2008-07-02, 14:21
Because there were a rash of reports about duplicate tvshow entries due to the same show being found in many locations, including multiple path sources, I decided to try and remove the reliance on the path for a tvshow entry in the database.
Unfortunately, I spent considerable amount of time on a dead end. It never really worked correctly. I had to keep making more hacks to work around the times when a path was required. So, I decided to dump all that work and rethink it.
My first thought was to add a hash field to the tvshow table and hash all the fields together into some unique id per show. The first issue was that I really didn't want to have to change the schema as its an annoyance. You need to update the database version and have it update itself on next load, etc. The other issue was that its possible that to have the same show in two locations and use two different scrapers, thus potentially making the hash value different. So, I abandoned that idea after getting it partially working.
Last night, while staring at the database in Sqlite Spy after a few beers, I thought why not just key off the title?! It's simple enough. I expect that would always be the same, regardless of the scraper used. So, I spent a few hours and got that working!
Duplicate entries are "stacked" into a single show, using the show info from the first tv show entry in the database. (It's actually the lowest id which is typically the first one added.) The episode counts, and watch counts are just tallied up for the additional entries. Everything else remains the same. Very little code had to change. It was mostly just some nested sql queries. There were no changes to the scanner. The database still has duplicate entries by path, but they are just hidden from the display.
So far, it works perfectly. I can navigate tvshows using any criteria. Seasons gets stacked if episodes are split across paths. I need to do some more testing, but I dont expect anything to break since all the work is done in the database.
The one issue I thought of, because I encountered it myself, was if the scanner incorrectly names a show, it could get stacked into the show that's correctly named. This didn't happen to me while working on this stacking solution, but before. I had episodes from the original Battlestar Galactica and the new BSG both in folders named Battlestar Galactica but they were in different paths. The scanner thought they were the same show. It even skipped the episodes beyond season one for the new BSG as there's only one season of the original. I had to manually refresh the duplicate which was incorrectly titled. (And the only way to tell which was which was to enter one of them and play an episode.) After that it found the rest of the episodes and all was good.
My idea to combat this issue is to make this a setting in video library. "Stack tv shows by Title" or something like that.
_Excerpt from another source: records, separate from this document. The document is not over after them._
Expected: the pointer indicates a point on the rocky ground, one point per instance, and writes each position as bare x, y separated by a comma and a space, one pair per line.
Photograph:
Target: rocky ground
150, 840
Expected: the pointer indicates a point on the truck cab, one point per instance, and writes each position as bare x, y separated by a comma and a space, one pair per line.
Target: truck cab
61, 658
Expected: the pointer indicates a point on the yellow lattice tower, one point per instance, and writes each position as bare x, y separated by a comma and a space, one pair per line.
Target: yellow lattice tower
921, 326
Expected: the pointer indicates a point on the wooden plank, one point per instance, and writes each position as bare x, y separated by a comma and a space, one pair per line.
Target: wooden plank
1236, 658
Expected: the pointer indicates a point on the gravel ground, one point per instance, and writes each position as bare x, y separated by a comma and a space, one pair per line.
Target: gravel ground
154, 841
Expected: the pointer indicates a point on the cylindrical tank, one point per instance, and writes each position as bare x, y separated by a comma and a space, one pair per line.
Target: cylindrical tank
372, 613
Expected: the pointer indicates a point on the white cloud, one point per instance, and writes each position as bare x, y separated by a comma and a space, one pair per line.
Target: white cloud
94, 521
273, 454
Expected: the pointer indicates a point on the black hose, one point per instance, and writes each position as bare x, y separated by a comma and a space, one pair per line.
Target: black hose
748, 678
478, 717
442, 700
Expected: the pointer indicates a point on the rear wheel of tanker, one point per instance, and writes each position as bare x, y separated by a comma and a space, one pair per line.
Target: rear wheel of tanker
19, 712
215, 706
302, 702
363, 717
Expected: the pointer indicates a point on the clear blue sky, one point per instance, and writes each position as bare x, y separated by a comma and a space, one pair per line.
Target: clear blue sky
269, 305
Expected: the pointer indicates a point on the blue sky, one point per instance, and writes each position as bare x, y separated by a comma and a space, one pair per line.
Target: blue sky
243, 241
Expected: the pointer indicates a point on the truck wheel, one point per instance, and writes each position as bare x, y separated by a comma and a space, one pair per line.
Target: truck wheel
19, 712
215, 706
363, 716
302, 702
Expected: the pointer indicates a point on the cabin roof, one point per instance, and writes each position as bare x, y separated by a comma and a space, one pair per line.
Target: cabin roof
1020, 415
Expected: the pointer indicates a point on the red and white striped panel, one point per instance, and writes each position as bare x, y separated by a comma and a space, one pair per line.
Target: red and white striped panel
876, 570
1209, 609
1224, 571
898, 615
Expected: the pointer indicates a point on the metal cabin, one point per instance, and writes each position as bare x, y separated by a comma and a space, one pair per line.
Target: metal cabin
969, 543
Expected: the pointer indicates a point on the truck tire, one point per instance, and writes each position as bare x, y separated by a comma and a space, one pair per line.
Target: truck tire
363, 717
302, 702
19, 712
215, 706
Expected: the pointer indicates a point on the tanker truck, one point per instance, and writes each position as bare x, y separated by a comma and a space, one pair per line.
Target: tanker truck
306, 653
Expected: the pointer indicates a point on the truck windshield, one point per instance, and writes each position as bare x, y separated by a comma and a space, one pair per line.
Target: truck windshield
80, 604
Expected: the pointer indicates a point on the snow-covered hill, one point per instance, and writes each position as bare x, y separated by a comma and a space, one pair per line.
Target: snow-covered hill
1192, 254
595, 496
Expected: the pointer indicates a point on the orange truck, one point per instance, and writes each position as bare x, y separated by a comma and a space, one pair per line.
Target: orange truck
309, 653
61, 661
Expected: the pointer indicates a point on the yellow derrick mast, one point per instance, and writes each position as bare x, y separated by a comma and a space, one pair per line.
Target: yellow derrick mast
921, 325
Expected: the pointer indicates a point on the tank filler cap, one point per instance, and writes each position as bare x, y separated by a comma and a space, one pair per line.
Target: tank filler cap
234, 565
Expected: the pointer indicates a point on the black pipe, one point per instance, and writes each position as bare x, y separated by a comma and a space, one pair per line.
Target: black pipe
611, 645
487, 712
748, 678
It'll default to off. The user can then correct any issues, and turn it on.
What's the consensus? Does anyone see an others issues keying the stacking only off the Title, other than the issue I mentioned?
Unfortunately, I spent considerable amount of time on a dead end. It never really worked correctly. I had to keep making more hacks to work around the times when a path was required. So, I decided to dump all that work and rethink it.
My first thought was to add a hash field to the tvshow table and hash all the fields together into some unique id per show. The first issue was that I really didn't want to have to change the schema as its an annoyance. You need to update the database version and have it update itself on next load, etc. The other issue was that its possible that to have the same show in two locations and use two different scrapers, thus potentially making the hash value different. So, I abandoned that idea after getting it partially working.
Last night, while staring at the database in Sqlite Spy after a few beers, I thought why not just key off the title?! It's simple enough. I expect that would always be the same, regardless of the scraper used. So, I spent a few hours and got that working!
Duplicate entries are "stacked" into a single show, using the show info from the first tv show entry in the database. (It's actually the lowest id which is typically the first one added.) The episode counts, and watch counts are just tallied up for the additional entries. Everything else remains the same. Very little code had to change. It was mostly just some nested sql queries. There were no changes to the scanner. The database still has duplicate entries by path, but they are just hidden from the display.
So far, it works perfectly. I can navigate tvshows using any criteria. Seasons gets stacked if episodes are split across paths. I need to do some more testing, but I dont expect anything to break since all the work is done in the database.
The one issue I thought of, because I encountered it myself, was if the scanner incorrectly names a show, it could get stacked into the show that's correctly named. This didn't happen to me while working on this stacking solution, but before. I had episodes from the original Battlestar Galactica and the new BSG both in folders named Battlestar Galactica but they were in different paths. The scanner thought they were the same show. It even skipped the episodes beyond season one for the new BSG as there's only one season of the original. I had to manually refresh the duplicate which was incorrectly titled. (And the only way to tell which was which was to enter one of them and play an episode.) After that it found the rest of the episodes and all was good.
My idea to combat this issue is to make this a setting in video library. "Stack tv shows by Title" or something like that. It'll default to off. The user can then correct any issues, and turn it on.
What's the consensus? Does anyone see an others issues keying the stacking only off the Title, other than the issue I mentioned?